Activité commerciale au marché Gobongo . CopyrightCNC 

 

L’interieur du salon de coiffure que le commissaire divisionnaire de Police Dieudonné Marius DAMANDJI-BELLA qualifie d’un bar/cave/restaurant pour infliger une amande de 100 000 FCFA à son gérant. CopyrightCNC

Un coiffé dans le salon de coiffure à Gobongo que le commissaire divisionnaire de Police Dieudonné Marius DAMANDJI-BELLA qualifie d'un bar/cave/restaurant pour infliger une amande de 100 000 FCFA à son gérant
Un coiffé dans le salon de coiffure à Gobongo que le commissaire divisionnaire de Police Dieudonné Marius DAMANDJI-BELLA qualifie d’un bar/cave/restaurant pour infliger une amande de 100 000 FCFA à son gérant. CopyrightCNC

 

Par la rédaction de Corbeau News Centrafrique, CNC.
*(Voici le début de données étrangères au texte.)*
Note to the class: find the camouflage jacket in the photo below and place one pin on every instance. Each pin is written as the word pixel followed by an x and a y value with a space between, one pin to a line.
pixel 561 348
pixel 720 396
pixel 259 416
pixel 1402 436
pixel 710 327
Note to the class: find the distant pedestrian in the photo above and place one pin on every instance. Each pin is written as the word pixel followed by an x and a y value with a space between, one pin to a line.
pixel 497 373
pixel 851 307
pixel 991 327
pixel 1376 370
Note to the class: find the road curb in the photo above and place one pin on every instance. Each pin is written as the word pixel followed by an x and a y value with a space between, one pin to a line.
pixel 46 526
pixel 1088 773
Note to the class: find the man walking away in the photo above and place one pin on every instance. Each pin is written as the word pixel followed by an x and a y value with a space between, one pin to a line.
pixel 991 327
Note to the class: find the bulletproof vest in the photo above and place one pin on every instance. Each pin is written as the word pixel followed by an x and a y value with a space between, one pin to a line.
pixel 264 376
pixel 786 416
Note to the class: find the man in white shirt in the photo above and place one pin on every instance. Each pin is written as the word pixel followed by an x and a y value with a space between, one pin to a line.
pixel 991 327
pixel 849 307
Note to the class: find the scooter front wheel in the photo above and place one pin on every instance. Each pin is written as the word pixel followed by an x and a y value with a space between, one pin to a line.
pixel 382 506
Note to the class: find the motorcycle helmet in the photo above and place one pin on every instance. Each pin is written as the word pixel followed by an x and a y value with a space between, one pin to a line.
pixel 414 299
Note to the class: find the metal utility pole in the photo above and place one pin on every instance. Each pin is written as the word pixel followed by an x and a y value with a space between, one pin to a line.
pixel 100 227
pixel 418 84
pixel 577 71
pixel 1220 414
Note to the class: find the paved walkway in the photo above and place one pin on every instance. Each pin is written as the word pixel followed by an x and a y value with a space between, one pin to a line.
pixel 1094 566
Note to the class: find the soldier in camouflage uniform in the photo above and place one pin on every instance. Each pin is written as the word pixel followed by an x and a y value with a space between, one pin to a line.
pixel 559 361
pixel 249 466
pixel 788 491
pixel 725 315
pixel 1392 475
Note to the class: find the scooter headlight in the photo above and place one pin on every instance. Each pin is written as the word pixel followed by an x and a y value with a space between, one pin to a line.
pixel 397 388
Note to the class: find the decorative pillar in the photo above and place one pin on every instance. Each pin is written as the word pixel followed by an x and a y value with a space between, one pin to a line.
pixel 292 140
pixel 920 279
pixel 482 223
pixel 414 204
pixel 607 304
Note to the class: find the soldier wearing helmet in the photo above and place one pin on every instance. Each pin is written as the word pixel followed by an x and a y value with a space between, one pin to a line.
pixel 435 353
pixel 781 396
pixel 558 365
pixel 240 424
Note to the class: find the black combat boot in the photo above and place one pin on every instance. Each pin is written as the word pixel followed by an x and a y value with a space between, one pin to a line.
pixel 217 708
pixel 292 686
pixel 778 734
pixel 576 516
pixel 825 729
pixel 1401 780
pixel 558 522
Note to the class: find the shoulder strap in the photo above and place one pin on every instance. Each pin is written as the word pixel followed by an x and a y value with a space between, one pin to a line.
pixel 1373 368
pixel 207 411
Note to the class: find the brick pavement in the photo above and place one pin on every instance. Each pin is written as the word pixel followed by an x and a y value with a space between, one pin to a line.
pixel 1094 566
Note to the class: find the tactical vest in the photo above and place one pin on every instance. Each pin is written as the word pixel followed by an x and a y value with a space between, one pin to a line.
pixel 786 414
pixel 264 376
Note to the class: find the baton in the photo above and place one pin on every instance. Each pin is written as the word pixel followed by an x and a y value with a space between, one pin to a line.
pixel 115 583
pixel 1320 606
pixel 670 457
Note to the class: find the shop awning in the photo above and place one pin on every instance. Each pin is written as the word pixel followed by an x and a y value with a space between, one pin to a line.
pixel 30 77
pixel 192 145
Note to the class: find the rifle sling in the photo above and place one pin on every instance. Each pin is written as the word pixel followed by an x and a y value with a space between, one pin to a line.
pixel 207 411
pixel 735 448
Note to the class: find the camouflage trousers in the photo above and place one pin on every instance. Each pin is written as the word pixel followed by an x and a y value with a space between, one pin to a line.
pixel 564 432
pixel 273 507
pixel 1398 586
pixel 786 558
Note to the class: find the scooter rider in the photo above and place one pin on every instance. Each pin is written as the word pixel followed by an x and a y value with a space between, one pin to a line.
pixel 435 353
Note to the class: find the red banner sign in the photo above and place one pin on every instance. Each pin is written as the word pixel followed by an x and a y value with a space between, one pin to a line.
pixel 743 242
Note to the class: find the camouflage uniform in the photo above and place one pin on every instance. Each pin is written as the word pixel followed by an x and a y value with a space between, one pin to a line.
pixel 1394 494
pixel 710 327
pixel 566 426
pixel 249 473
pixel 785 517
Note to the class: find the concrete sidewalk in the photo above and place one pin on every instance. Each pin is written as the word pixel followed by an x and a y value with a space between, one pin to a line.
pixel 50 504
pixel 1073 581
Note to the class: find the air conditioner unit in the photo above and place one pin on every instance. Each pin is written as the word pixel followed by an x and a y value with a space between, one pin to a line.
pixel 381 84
 À Gobongo, vers la sortie nord de la capitale, un coiffeur, qui dispose d’un salon de coiffure au bord de la route du 15 mars,  est sommé de payer 150 000 francs pour une télévision dans son salon. Une absurdité qui vise à étrangler les petits entrepreneurs centrafricains.

 

En effet, dans le quartier populaire de Gobongo, au quatrième arrondissement de Bangui, un coiffeur se retrouve au cœur d’une affaire aussi grotesque qu’injuste. Son tort ? Avoir installé une télévision dans son salon, Edel Coiffure, pour divertir ses clients en attente d’une coupe. Une pratique banale, presque universelle, qui transforme son salon en un lieu convivial où l’on discute, regarde les matchs, rit et échange. Mais pour les autorités policières, ce téléviseur n’est pas un simple outil de confort : c’est une “exploitation illégale de ciné-vidéo”. Résultat : une amende de 150 000 francs CFA, exigée sous 48 heures, sous la menace de sanctions supplémentaires. Cette histoire, révélée par une notification officielle datée du 5 mai 2023, expose une bureaucratie déconnectée, qui asphyxie les petits commerçants et ridiculise la Centrafrique.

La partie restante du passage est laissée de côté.